Returning to Places that Name Us

1 January - 2 February 2000

These photographs are available in two sizes:

45 x 55cm (image size)

95 x 120cm (image size)


Please contact the gallery for pricing and availability


These five portraits were inspired by the Wik people’s hard-fought battle for custodianship of their traditional land at Cape York in northern Queensland. The Wik people, who were dispossessed of their land through mining and pastoral leases in the early twentieth century, first made a claim for native title to their country in 1993. A landmark ruling in 1996 decided that native title and pastoral leases could coexist, allowing shared use of the land but granting primacy to pastoral rights. The Wik people continued to fight for recognition as the traditional owners and custodians of the land, which they achieved in 2000 when a court ruling conferred possession, occupation, use and enjoyment of Wik land on the Wik people. They were acknowledged as its traditional owners with the right to manage it in accordance with their laws and customs.

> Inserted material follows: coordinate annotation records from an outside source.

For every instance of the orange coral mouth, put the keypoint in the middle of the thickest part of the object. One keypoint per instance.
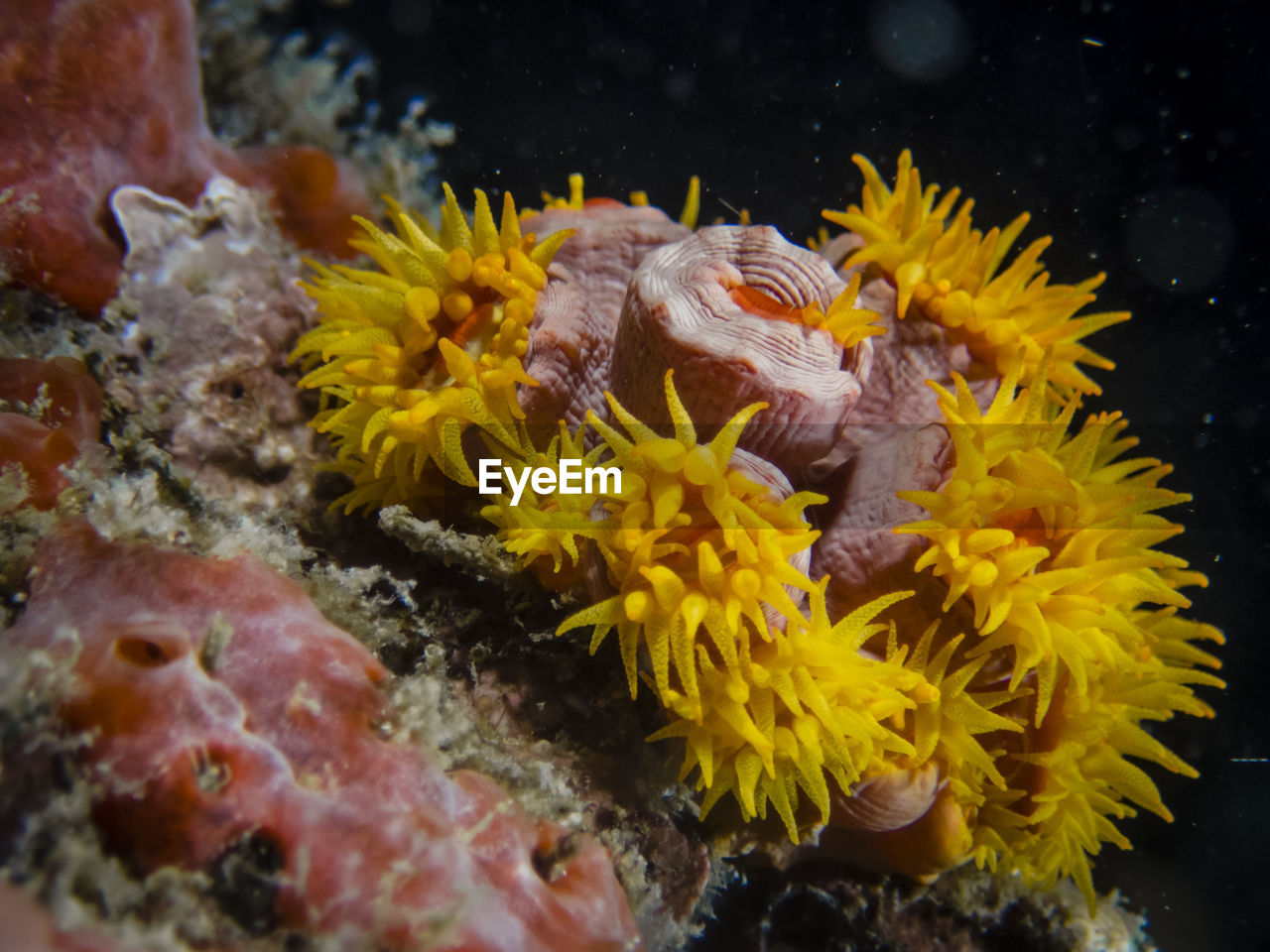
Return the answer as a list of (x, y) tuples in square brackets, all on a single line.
[(763, 304)]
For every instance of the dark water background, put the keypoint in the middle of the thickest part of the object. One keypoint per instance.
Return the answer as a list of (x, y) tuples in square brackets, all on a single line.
[(1130, 131)]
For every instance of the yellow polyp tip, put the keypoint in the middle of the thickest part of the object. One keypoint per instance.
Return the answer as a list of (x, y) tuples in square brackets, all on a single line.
[(575, 184), (457, 304), (691, 203), (458, 264)]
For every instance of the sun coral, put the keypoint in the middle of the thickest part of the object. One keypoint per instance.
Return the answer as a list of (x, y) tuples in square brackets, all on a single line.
[(743, 315), (797, 705), (691, 542), (993, 712), (575, 316), (416, 354), (225, 716), (952, 273), (1049, 535), (1080, 777)]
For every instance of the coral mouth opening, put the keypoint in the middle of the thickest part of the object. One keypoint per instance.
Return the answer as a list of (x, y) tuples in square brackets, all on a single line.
[(763, 304)]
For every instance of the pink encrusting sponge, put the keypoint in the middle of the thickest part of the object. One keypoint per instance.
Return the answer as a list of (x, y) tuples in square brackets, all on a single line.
[(225, 714)]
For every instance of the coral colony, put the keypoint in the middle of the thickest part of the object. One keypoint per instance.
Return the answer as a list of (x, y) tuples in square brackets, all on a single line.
[(978, 633), (894, 599)]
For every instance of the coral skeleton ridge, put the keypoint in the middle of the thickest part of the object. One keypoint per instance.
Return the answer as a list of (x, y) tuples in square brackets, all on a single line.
[(989, 666)]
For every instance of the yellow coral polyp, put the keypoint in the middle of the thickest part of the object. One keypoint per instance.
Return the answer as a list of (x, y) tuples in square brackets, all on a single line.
[(953, 275), (638, 199), (1049, 535), (801, 708), (1086, 783), (697, 552), (412, 356)]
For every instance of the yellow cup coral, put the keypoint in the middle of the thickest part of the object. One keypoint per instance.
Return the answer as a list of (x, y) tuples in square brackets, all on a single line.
[(953, 275), (691, 542), (1051, 536), (413, 356), (1010, 734)]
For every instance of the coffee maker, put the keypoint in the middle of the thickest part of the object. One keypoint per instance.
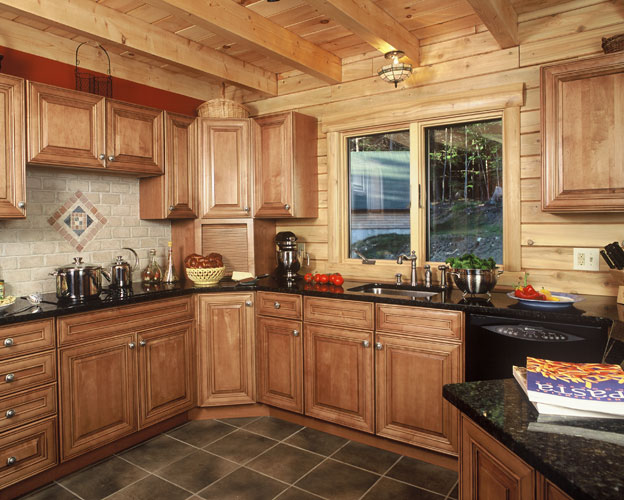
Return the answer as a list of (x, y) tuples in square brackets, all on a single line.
[(287, 260)]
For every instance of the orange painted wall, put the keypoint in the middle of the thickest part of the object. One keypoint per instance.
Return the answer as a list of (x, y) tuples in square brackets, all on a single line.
[(40, 69)]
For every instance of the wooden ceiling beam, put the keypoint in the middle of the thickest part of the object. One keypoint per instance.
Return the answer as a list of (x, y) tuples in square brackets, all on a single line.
[(237, 23), (106, 25), (371, 23), (500, 19)]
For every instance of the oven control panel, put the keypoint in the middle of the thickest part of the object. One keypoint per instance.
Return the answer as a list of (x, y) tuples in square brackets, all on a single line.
[(534, 333)]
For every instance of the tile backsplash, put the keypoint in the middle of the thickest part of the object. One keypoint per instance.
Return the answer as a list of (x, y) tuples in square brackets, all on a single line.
[(102, 220)]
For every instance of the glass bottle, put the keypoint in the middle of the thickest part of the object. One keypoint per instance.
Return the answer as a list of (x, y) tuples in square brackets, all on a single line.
[(152, 273), (170, 273)]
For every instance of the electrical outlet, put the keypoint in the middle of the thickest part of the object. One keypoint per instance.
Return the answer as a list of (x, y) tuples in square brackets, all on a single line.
[(586, 259)]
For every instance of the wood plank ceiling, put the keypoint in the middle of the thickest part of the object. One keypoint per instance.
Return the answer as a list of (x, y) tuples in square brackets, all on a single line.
[(249, 43)]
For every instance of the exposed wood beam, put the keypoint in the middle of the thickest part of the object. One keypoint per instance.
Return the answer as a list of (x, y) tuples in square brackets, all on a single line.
[(371, 23), (234, 22), (500, 19), (106, 25)]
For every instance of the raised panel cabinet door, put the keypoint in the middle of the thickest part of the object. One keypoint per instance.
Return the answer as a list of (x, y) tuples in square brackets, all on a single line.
[(134, 138), (279, 359), (225, 333), (12, 148), (489, 471), (175, 194), (97, 394), (338, 381), (225, 167), (165, 373), (410, 373), (65, 127)]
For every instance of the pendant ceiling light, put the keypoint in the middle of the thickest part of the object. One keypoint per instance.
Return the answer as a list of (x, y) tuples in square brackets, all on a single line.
[(396, 71)]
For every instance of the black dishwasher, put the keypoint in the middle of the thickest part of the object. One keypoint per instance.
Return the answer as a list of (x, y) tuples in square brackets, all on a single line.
[(494, 344)]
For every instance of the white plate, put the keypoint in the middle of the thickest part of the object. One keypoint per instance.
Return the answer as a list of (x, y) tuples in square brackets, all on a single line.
[(565, 300)]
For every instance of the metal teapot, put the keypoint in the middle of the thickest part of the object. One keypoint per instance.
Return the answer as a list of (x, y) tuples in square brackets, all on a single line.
[(121, 271)]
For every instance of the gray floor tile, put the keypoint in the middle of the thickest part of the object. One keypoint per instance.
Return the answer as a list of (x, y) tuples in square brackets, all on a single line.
[(197, 470), (285, 463), (337, 481), (243, 484), (424, 475), (102, 479), (273, 428), (316, 441), (389, 489), (367, 457), (151, 488), (157, 452), (201, 432), (240, 446)]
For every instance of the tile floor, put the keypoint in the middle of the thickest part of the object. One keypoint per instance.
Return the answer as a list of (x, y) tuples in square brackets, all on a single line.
[(253, 458)]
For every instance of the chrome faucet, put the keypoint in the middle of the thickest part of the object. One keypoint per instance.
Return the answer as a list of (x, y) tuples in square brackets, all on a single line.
[(412, 257)]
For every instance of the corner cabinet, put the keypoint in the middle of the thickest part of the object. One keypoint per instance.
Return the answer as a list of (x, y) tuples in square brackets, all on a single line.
[(12, 164), (286, 167), (225, 332), (582, 129)]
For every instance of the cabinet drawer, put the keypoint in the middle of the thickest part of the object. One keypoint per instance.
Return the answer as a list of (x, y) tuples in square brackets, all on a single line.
[(25, 338), (27, 406), (420, 321), (27, 372), (31, 449), (339, 312), (118, 320), (282, 305)]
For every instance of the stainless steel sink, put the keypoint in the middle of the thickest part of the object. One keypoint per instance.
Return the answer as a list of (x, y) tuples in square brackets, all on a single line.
[(402, 291)]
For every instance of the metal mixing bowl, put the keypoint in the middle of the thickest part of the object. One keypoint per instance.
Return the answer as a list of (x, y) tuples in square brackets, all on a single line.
[(475, 281)]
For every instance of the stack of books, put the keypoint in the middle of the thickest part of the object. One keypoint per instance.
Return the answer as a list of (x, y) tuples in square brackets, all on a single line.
[(573, 389)]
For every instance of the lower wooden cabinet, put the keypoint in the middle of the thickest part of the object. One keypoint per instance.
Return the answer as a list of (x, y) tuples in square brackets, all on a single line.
[(410, 373), (226, 352), (339, 384), (279, 359)]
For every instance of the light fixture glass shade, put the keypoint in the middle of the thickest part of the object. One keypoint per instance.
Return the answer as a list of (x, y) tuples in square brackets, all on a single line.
[(396, 71)]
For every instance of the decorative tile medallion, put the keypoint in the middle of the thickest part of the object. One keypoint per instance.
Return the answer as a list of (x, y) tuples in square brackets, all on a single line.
[(78, 221)]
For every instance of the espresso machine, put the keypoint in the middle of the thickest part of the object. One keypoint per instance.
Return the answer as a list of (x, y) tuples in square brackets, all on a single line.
[(287, 259)]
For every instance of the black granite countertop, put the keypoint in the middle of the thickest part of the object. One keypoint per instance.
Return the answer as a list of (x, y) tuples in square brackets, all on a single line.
[(584, 457)]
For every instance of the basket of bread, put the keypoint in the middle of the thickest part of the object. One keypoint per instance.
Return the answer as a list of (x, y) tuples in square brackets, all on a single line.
[(206, 270)]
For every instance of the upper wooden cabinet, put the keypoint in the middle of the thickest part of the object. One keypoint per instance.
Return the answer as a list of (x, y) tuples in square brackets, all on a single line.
[(286, 169), (103, 133), (12, 161), (582, 129), (225, 167), (175, 194)]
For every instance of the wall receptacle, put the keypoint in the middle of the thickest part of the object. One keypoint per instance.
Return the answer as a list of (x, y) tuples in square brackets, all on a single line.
[(586, 259)]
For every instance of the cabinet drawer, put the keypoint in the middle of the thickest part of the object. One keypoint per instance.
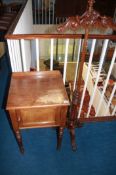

A member of the Ben Lomond/Cape Portland people of Tasmania, Maynard has been documenting Aboriginal communities since he photographed his own during the mutton-bird season in The Moonbird People (1985–88). Returning to Places that Name Us continues Maynard’s interest in recording and, as he says, ‘leaving proof’ of the struggles of Aboriginal people. This series, a departure from earlier landscape compositions, is the only body of work to date in which Maynard has used full-frame portraits. Removed from background and context, Maynard urges the viewer to recognise in these portraits the determination and authority of the Wik elders.